Accusing America’s passivity as the cause of regional bloodshed, Erdogan this week asked: “What kind of a relationship is this?” Turkish foreign affairs, in short, are one big mess, and Ankara is scrambling to trim the broad front along which its multiple crises sprawl. The most convenient place to start this process is Israel.
OF ALL the rifts in which Turkey is embroiled, the least natural is the one with the Jewish state.
Turkey’s tensions with Russia follow centuries of imperial wars between the two, its conflict with Cyprus and Greece is underpinned by bloody wars before, during, and after the Ottoman downfall, Arab hostility follows 400 years of Turkish subjugation, and tensions with Iran are fueled by a historic antagonism underpinned by religious rivalry.
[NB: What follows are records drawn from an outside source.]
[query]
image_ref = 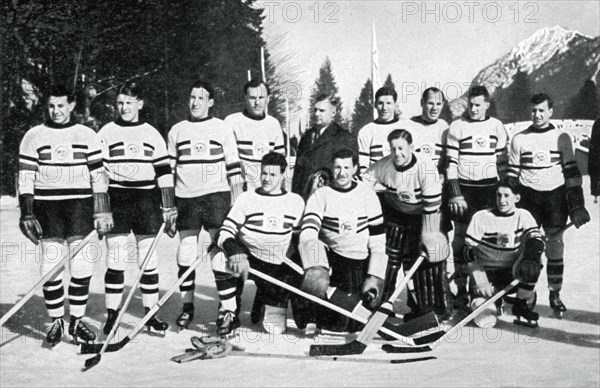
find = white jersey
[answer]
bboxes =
[403,116,449,172]
[357,118,405,174]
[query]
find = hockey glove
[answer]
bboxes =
[361,275,384,309]
[19,194,42,245]
[160,187,178,238]
[301,266,330,299]
[223,238,249,277]
[513,236,544,283]
[93,193,114,239]
[464,246,494,299]
[565,186,590,228]
[447,179,468,220]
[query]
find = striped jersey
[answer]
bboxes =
[466,208,541,269]
[98,119,173,190]
[18,121,107,200]
[507,124,581,191]
[446,116,508,187]
[217,189,305,264]
[167,117,242,198]
[403,116,449,172]
[363,153,442,215]
[225,111,285,191]
[357,118,404,174]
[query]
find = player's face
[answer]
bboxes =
[314,101,335,128]
[530,101,553,129]
[189,87,214,119]
[260,164,284,194]
[332,157,357,189]
[117,94,144,123]
[421,91,444,122]
[245,85,269,117]
[467,96,489,121]
[389,137,414,167]
[375,95,396,122]
[495,187,520,214]
[47,96,75,125]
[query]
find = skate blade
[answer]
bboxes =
[145,326,167,337]
[551,311,564,319]
[69,335,95,345]
[513,318,539,328]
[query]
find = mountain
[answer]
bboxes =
[449,26,600,121]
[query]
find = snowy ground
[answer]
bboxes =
[1,178,599,387]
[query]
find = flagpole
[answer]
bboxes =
[371,22,382,120]
[261,47,268,115]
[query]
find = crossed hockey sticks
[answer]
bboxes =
[0,230,97,327]
[83,224,165,371]
[309,254,445,356]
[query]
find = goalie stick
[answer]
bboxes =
[1,230,97,327]
[83,224,166,371]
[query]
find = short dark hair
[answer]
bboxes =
[495,177,521,196]
[375,87,397,102]
[118,81,144,100]
[189,80,214,99]
[421,87,445,103]
[387,128,413,145]
[530,93,553,109]
[468,85,490,102]
[47,84,75,103]
[261,152,287,173]
[315,93,339,108]
[244,79,270,96]
[332,148,358,166]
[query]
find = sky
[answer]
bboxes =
[260,0,600,121]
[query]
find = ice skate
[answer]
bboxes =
[46,318,64,347]
[262,305,287,335]
[176,303,194,331]
[549,290,566,318]
[216,310,240,336]
[512,298,539,328]
[145,307,168,336]
[69,316,96,344]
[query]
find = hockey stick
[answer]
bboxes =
[309,255,438,356]
[83,223,165,371]
[0,230,97,327]
[248,266,440,344]
[80,239,209,355]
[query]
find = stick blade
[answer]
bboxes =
[413,330,445,345]
[80,337,130,354]
[381,344,432,353]
[379,311,439,339]
[82,355,101,371]
[309,340,367,356]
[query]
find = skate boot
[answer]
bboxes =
[549,290,566,318]
[103,308,119,335]
[176,303,194,331]
[145,307,169,335]
[69,316,96,344]
[216,310,240,336]
[470,297,498,328]
[46,318,64,347]
[262,305,287,335]
[512,298,539,328]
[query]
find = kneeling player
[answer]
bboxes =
[464,178,544,327]
[215,152,305,334]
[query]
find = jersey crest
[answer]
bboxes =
[193,142,207,155]
[54,145,69,161]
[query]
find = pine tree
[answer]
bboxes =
[566,79,600,120]
[309,57,344,125]
[383,73,395,90]
[351,78,374,132]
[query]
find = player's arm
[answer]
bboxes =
[506,134,522,186]
[273,125,286,156]
[419,159,448,263]
[357,126,371,175]
[18,130,42,244]
[217,193,249,276]
[495,122,509,178]
[361,189,386,308]
[436,126,449,176]
[559,132,590,228]
[222,123,244,204]
[445,122,467,218]
[153,131,177,237]
[88,131,113,239]
[464,214,493,298]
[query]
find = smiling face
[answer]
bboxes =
[189,87,214,120]
[467,95,489,121]
[332,157,356,189]
[117,94,144,123]
[245,84,269,117]
[375,95,396,122]
[260,164,284,194]
[389,137,414,168]
[495,186,520,214]
[421,91,444,122]
[530,100,553,129]
[47,96,75,125]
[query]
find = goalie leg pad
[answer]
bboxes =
[385,222,421,263]
[410,261,451,317]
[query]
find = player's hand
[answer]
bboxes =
[162,207,178,238]
[449,196,468,219]
[474,282,495,299]
[19,215,43,245]
[94,212,114,239]
[362,275,384,309]
[301,266,330,299]
[570,207,590,228]
[228,253,249,277]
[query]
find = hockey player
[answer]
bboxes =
[465,178,544,328]
[363,129,451,321]
[18,84,113,346]
[357,87,401,174]
[167,81,244,331]
[292,94,358,200]
[299,149,387,332]
[507,93,590,316]
[215,152,305,334]
[98,82,174,335]
[446,85,508,309]
[225,79,285,191]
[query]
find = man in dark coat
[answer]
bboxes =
[292,94,359,199]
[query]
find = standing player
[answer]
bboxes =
[507,93,590,316]
[299,149,387,332]
[98,82,175,335]
[465,178,544,328]
[215,152,305,334]
[225,79,285,191]
[445,86,508,309]
[363,129,450,321]
[357,87,401,174]
[18,84,113,346]
[167,81,243,331]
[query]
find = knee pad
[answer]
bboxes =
[178,231,198,267]
[137,235,159,270]
[106,234,129,271]
[40,239,65,276]
[68,238,98,279]
[545,228,564,260]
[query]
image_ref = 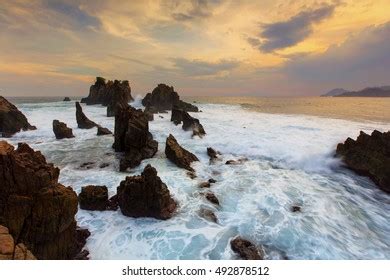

There is no equivalent to any of this in Turkish-Israeli relations.
Moreover, Erdogan’s hope to impress the Arab world with anti-Israeli broadsides never delivered the intended results. At the same time, Israel can deliver to Turkey the gas it currently buys in Moscow, a strategic supplier Ankara no longer trusts.
Turkey followed closely last week’s unprecedented summit in Nicosia between the leaders of Israel, Cyprus and Greece. The agreement there to jointly exploit Mediterranean gas constituted yet another setback for Turkish diplomacy, which now saw its victims fall in each other’s arms.
That is why a cool calculation of Ankara’s regional situation begs mending fences with Israel.
Compared with what it faces elsewhere, a rapprochement with Jerusalem is cheap. The two countries share no border and Israel has no dog in the fights on both sides of Turkey’s borders.
This week signs have grown that Ankara has already taken the decision to reconcile with Jerusalem, as Erdogan hosted a 20-person delegation of the Conference of Presidents of Major American Jewish Organizations, headed by Prime Minister Benjamin Netanyahu’s confidant Malcolm Hoenlein.
Normalization talks between the two states have been held for nearly half a decade, when the contours of a deal boiled down to payments for the families of the flotilla incident’s fatalities, which Israel has agreed to make; an apology, which Israel has already made; lifting of charges against IDF officers in Turkish courts; restoration of full diplomatic ties; and some kind of change in Gaza, where Turkey wants to play savior.
That was before Turkey found itself boxing with Russia, fending off refugees and thirsting for gas.
Now Israel is in a position to make new demands, like Hamas’s eviction from Turkey and the return from Gaza of fallen soldiers Hadar Goldin and Oron Shaul’s remains, before striking the deal that will lead pipelines from Israel’s Mediterranean gas fields into Asia Minor.
Talks between Turkish and Israeli representatives were reportedly held this week in Geneva, and diplomats are confident a deal is imminent.
The best indication of this was Erdogan’s recent pronouncement that “normalizing ties with Israel will benefit the entire region.”
The worst, then, is already behind the Turkish-Israeli relationship.
Back in summer 2010, with Turkey, Egypt and Iran led by Erdogan, Mohamed Morsi and Mahmoud Ahmadinejad, Israel faced simultaneously, for the first time since its establishment, hostile governments in Ankara, Cairo and Tehran.
Now the isolated country is Turkey, which is up to its neck in the region’s multiple conflicts. Israel, at the same time, is emerging as an island of neutrality in a Mideast that is bending under the weight of tribal, ethnic and religious wars while craving politically impartial trade.
Curiously, Turkish-Israeli bilateral trade remained brisk even while diplomatic relations soured. Lost were only the military dimension and tourism. The former is not expected to be restored anytime soon, but Israeli tourists will soon be returning to Turkey, and in due course a pipeline transporting Israeli gas will stretch under their flight routes. The Turkish effort to domineer Israel, the pipeline will attest, has failed.